Rabbimiz bir ayetinde şöyle buyuruyor; ”De ki; Allah’ın lütfu ve rahmetiyle sevinsinler, bununla neşelensinler” Yunus 10/58

  • Sevgili kardeşlerim, bir ehli İrfanda bulunması gereken altıncı özellik "Şaka ve latifelerde hazreti Peygamber (s.a.v.) Efendimizin sünnet ölçülerine uymasıdır". Zira eğer bu ölçüye dikkat etmez ise karşımızdaki insanları incitir, kırar ve üzeriz. Onun içindir ki, yaptığımız şakanında, latifeninde bir ölçüsü olması lazımdır. Bu ölcüyü bize Sevgili Peygamberimiz (s.a.v.) hayatında ki binlerce örnekler ile göstermektedir. O örneklerden bir tanesi:

"Bir gün hazreti Fahri Kâinat (s.a.v.) ile hazreti Ali (r.a.) beraberce hurma yemekteydiler. Hazreti Ali (r.a.) Allah Resulü (s.a.v.)'e bir latife, şaka yapmak istemiş, ve yediği hurmaların çekirdeklerini Allah Resulü (s.a.v.) görmeden onun önüne koyar. Hurmalar bitince der ki: "Ya Rasûlallah, ne kadar çok acıkmışsınız, bütün hurmaları siz yemişsiniz. Bak, ben hiç yememişim!" Allah'ın Resulü bu latifeye güzel bir latife ile karşılık verir ve şöyle der: "Ya Ali, sen benden daha çok acıkmışsın, zira bak hurmaları sen çekirdekleri ile yemişsin."
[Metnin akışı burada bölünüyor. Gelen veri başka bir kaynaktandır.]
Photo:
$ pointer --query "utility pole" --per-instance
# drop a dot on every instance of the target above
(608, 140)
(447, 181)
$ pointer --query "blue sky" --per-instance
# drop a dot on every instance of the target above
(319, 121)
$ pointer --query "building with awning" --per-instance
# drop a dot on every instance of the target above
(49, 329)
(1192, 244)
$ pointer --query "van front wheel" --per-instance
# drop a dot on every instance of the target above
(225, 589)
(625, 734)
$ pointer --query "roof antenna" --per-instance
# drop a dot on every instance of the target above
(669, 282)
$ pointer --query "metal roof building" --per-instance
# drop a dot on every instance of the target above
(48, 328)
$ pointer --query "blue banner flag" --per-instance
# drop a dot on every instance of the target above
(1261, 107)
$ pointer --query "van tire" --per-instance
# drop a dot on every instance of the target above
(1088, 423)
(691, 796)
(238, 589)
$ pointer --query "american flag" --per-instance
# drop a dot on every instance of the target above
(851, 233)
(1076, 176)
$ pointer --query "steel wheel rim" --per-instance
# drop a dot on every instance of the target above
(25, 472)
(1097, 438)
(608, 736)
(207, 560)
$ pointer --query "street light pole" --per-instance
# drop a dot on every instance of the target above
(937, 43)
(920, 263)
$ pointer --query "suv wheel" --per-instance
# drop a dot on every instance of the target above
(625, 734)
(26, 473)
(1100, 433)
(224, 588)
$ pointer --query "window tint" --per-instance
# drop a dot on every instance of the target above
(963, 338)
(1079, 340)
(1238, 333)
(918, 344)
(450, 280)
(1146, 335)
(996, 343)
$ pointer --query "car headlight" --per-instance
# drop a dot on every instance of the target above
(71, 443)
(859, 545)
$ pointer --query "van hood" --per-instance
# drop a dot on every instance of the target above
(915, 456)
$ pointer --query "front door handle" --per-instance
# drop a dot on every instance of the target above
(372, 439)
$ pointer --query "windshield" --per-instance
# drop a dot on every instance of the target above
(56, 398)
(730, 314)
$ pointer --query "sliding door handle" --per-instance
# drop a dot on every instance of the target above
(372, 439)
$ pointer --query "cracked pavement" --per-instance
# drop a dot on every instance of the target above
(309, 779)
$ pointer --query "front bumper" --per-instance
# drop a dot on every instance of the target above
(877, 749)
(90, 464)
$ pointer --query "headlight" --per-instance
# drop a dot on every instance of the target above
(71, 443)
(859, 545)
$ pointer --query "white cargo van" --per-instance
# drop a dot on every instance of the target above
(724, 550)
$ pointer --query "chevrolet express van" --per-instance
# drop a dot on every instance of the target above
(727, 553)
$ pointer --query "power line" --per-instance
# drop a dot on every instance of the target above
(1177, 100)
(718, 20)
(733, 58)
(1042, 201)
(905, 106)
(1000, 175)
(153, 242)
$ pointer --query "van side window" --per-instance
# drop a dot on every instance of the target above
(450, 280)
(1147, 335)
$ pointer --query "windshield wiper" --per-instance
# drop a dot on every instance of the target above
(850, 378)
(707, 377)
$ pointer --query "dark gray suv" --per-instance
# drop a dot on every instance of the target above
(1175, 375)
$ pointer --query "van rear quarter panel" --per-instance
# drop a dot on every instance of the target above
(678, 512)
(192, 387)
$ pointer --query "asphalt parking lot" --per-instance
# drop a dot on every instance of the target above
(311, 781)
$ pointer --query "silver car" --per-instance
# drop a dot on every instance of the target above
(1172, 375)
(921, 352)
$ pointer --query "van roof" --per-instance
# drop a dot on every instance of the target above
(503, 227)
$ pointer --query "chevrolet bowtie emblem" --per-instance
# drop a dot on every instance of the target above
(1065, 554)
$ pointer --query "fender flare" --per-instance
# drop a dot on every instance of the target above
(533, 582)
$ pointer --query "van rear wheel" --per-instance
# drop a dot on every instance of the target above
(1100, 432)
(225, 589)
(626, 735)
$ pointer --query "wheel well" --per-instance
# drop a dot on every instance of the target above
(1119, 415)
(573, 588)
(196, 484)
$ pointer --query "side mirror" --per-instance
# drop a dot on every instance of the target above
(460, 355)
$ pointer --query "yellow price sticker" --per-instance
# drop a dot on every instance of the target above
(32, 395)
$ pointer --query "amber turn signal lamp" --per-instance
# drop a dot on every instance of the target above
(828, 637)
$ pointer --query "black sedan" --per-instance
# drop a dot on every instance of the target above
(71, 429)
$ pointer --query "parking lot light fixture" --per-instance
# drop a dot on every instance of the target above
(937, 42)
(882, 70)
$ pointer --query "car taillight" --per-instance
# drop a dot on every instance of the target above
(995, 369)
  • Sevgili kardeşlerim, ehli İrfanda bulunması gereken yedinci özellik ise kanaatkâr olma özelligidir. Bir ehli İrfan daima kanaatkâr olmalıdır, aza kanaat etmeli. Ona verdiği bütün nimetlere şükretmeli, hamd etmelidir. Zira kanaat etmemek, Rabbimizin bizimle ilgili yaptığı taksimata razı olmamak demektir. Yani: "Ya Rabbi, Sen bu taksimatı yapmışsın ama ben bunu beğenmiyorum." demektir. Bu Rabbimize karşı küstahlık, saygısızlık, isyankarlık demektir. Allah cc. bu hallerden bizleri korusun. Rabimiz kelamı kadiminde şöyle buyurur:

"Erkek kadın, her kim mümin olarak iyi bir amel işlerse, muhakkak ona hoş bir hayat yaşatacağız." (Nahl16/97)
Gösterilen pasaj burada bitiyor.